Rewind: git history analysis scripts
Use these when you want to quickly generate meaningful history reports for git projects.
Run a statistics bash script against a git repository. For each filename, discover lines of code, number of commits, and the date of the first and the last commit. Then pull that into a spreadsheet app, sort by each metric, and get an idea which files are the most important files in the history of the project.
bash file_stats.sh [dir] [filetypes] > stats.csv open -a Numbers stats.csv
bash file_stats.sh /ember-project "js" "handlebars"
bash file_stats.sh /rails-project "rb" "haml" "coffee" "scss"
This is more tricky, and requires Ruby.

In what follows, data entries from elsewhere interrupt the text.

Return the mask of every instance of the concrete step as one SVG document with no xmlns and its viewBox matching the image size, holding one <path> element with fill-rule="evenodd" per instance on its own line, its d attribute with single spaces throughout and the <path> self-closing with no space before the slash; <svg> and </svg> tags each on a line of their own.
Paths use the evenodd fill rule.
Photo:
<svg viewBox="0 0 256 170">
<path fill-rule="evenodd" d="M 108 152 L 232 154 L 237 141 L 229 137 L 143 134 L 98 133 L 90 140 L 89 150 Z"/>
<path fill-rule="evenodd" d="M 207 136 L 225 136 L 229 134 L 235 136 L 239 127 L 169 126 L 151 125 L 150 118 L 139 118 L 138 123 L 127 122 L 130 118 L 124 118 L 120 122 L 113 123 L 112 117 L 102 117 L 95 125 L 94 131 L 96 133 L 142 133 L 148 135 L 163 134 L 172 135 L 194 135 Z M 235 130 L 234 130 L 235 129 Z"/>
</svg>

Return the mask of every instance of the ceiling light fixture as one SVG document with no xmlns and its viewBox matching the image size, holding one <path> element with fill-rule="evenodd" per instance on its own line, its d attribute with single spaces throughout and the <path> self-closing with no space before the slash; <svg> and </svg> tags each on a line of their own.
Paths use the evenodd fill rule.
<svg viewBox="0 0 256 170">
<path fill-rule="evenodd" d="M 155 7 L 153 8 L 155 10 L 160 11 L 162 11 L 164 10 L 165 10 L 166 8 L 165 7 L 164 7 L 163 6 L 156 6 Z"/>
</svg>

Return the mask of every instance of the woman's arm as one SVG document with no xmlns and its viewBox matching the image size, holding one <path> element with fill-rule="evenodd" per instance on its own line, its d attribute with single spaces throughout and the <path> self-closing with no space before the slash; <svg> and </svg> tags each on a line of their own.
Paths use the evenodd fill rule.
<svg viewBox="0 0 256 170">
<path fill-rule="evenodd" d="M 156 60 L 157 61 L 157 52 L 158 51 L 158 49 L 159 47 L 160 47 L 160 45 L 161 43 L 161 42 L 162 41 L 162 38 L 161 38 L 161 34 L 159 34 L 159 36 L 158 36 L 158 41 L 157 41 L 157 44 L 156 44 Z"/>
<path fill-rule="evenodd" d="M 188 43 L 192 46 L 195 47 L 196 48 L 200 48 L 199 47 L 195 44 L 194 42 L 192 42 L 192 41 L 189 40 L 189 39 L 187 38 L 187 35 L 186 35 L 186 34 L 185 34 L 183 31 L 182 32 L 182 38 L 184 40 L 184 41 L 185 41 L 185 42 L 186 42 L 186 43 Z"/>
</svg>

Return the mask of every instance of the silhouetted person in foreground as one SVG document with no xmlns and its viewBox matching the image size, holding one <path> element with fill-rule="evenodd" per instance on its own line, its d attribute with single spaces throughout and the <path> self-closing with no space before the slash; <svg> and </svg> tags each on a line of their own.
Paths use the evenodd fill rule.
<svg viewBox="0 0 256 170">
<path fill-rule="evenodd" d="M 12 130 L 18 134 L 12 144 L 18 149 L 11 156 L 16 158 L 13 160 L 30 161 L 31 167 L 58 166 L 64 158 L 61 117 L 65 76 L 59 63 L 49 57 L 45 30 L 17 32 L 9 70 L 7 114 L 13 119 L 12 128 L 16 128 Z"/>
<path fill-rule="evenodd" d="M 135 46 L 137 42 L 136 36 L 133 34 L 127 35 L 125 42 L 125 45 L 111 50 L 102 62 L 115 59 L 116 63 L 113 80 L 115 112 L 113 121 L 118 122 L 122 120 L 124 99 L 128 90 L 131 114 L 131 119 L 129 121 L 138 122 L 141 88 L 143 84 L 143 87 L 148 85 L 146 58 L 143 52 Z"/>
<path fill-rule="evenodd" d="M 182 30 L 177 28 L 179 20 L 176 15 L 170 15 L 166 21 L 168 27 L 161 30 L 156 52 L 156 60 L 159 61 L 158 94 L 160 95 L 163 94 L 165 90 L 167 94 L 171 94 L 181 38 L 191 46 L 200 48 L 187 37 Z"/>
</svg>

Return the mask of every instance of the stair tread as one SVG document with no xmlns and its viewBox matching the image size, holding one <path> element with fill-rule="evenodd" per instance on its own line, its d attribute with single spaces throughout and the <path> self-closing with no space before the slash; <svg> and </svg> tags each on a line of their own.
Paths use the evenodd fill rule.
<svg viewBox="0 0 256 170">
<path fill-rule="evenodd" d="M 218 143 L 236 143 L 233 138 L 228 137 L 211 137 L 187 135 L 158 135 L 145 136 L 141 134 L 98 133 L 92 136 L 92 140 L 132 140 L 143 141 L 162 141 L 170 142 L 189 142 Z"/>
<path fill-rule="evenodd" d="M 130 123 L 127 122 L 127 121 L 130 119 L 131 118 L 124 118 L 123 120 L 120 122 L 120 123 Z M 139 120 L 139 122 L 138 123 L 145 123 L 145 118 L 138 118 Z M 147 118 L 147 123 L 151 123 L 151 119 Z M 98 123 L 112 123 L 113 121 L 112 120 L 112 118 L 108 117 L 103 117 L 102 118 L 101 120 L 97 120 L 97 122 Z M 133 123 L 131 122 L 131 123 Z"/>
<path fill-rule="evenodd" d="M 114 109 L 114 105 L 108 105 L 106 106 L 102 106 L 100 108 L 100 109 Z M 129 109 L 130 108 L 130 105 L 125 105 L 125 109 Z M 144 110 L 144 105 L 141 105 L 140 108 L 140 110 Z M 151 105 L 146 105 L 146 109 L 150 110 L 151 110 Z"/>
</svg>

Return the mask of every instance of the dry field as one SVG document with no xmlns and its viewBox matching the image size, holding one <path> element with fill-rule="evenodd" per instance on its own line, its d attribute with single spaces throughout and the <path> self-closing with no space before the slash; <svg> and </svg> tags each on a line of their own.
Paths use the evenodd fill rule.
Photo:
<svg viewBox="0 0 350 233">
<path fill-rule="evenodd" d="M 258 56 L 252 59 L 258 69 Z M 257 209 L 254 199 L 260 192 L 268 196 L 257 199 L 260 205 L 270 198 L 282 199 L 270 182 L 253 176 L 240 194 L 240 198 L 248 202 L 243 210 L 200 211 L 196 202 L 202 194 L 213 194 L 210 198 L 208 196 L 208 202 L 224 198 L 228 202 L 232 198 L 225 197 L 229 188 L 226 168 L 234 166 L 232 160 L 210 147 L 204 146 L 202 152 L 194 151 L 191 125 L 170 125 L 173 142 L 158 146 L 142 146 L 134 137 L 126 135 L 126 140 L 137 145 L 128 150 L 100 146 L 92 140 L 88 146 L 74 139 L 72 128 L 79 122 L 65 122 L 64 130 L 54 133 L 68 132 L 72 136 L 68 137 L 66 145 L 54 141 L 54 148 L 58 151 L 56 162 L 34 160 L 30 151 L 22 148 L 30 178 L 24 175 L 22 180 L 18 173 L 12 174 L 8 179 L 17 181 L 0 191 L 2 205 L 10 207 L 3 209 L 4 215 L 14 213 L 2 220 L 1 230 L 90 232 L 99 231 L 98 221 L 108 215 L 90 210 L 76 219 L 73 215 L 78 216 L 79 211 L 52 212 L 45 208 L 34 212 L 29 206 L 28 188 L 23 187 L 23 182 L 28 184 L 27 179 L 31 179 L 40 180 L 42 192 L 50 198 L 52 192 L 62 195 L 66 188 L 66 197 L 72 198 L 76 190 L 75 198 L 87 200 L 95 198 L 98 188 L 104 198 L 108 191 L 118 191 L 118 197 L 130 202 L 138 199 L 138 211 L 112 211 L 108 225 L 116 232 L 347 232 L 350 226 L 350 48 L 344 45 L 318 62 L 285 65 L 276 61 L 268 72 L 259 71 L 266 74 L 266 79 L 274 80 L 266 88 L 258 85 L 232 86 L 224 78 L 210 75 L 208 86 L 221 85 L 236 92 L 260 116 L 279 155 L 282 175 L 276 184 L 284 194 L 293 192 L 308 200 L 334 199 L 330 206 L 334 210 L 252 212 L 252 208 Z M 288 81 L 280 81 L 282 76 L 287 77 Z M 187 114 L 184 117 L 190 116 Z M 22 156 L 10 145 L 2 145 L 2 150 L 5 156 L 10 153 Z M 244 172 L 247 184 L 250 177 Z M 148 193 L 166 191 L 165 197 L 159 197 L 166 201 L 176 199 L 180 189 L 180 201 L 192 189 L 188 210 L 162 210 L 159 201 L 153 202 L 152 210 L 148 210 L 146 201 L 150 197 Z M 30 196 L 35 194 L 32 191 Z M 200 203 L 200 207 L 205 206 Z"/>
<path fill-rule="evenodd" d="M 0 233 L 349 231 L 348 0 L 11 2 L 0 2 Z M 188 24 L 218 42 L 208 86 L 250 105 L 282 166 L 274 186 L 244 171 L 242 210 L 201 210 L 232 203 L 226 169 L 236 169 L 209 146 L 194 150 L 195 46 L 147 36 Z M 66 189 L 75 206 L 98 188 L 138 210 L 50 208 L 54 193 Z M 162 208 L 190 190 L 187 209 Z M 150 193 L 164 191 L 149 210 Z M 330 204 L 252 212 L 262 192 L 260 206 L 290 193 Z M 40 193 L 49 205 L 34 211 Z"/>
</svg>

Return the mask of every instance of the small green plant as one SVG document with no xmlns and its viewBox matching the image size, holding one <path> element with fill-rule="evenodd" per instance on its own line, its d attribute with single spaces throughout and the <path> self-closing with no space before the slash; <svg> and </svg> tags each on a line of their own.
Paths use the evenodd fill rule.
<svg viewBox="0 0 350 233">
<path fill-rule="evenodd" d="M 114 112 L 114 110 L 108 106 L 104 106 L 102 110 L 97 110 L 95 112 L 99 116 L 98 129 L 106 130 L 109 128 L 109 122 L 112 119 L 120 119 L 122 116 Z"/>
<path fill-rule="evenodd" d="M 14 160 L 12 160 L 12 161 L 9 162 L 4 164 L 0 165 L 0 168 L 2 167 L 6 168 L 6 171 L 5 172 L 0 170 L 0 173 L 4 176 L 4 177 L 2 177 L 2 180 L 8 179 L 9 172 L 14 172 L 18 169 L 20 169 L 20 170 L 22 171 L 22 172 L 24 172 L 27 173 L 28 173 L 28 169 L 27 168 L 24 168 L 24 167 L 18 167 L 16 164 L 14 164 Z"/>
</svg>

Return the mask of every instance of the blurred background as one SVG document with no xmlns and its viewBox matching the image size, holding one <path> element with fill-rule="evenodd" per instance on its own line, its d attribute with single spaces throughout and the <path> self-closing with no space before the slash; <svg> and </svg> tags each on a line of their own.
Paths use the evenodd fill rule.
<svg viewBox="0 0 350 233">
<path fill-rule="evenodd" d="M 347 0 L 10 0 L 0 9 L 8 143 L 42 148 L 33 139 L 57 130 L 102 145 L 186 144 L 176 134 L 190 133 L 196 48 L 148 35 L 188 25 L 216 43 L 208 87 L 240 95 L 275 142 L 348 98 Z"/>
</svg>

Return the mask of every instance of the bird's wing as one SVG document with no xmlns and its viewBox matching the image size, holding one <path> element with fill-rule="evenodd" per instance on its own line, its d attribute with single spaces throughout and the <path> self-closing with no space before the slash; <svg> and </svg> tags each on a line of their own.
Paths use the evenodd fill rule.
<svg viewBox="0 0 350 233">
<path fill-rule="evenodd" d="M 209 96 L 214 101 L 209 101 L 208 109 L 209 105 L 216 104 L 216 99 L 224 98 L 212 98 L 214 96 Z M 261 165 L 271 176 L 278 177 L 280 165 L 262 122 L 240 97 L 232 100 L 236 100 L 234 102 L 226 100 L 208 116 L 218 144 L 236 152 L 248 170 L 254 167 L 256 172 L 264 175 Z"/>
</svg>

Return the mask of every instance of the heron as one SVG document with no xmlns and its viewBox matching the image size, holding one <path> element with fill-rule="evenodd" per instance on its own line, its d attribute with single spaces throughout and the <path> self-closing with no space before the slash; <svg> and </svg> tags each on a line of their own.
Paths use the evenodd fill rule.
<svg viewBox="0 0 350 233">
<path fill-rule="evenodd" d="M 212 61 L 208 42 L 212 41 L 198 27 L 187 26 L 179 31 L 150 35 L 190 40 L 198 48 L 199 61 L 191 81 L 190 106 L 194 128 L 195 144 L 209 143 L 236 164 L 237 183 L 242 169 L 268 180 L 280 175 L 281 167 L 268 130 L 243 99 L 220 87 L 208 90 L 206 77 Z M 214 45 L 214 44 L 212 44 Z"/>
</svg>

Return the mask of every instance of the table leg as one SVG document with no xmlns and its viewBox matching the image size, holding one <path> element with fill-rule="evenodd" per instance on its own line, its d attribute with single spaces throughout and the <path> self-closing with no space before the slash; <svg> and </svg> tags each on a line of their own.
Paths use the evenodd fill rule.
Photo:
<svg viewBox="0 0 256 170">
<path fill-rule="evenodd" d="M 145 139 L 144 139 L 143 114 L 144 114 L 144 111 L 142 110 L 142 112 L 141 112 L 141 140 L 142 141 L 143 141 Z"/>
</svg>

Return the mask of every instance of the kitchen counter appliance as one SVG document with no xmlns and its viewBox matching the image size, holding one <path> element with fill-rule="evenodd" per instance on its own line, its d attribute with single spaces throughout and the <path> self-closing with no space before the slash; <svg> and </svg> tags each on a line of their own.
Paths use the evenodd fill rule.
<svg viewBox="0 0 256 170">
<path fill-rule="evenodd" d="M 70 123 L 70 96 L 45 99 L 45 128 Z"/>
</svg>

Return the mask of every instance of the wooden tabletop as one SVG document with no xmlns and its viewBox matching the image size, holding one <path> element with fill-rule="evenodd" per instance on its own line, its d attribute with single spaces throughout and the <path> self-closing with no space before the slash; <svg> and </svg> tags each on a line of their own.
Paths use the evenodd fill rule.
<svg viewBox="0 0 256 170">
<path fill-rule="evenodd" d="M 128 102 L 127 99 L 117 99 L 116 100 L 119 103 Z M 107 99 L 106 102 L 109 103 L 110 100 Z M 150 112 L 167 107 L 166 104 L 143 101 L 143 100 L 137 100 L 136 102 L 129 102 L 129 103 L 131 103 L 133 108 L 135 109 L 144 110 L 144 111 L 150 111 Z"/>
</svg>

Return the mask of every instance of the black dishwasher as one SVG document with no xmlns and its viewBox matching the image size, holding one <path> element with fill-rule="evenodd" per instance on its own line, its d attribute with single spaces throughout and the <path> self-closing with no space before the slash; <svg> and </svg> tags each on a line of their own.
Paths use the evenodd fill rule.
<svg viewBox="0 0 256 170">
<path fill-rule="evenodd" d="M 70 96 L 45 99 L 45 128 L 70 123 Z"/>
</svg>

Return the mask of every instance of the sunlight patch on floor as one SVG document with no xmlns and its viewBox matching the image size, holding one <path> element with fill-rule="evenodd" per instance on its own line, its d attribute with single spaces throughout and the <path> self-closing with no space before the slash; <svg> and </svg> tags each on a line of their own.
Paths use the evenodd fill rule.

First run the
determine_authors.sh script to get a count of all the authorship
events in the repo; then run the
tally_authors.rb Ruby script to sort
the authorship events by name.
You can do all that as a one-liner in bash like this:
ruby tally_authors.rb <(cd /project && /this_dir/determine_authors.sh "js")
The code isn't tricky at all, and the output is easy to understand, but it's also easy to misconstrue. That's the tricky part. A developer could show up with few authorship events because they're new to a team, because they often do pair programming, because they prefer large commits to small ones, or for several other possible reasons. Exercise good judgement.
file_stats.sh will examine multiple file types,
tally_authors.rb assumes you're only
working with one type of file at a time. Pull requests welcome!
Caveat: Running this code against extremely large projects with very long histories (e.g. Rails) might be very slow.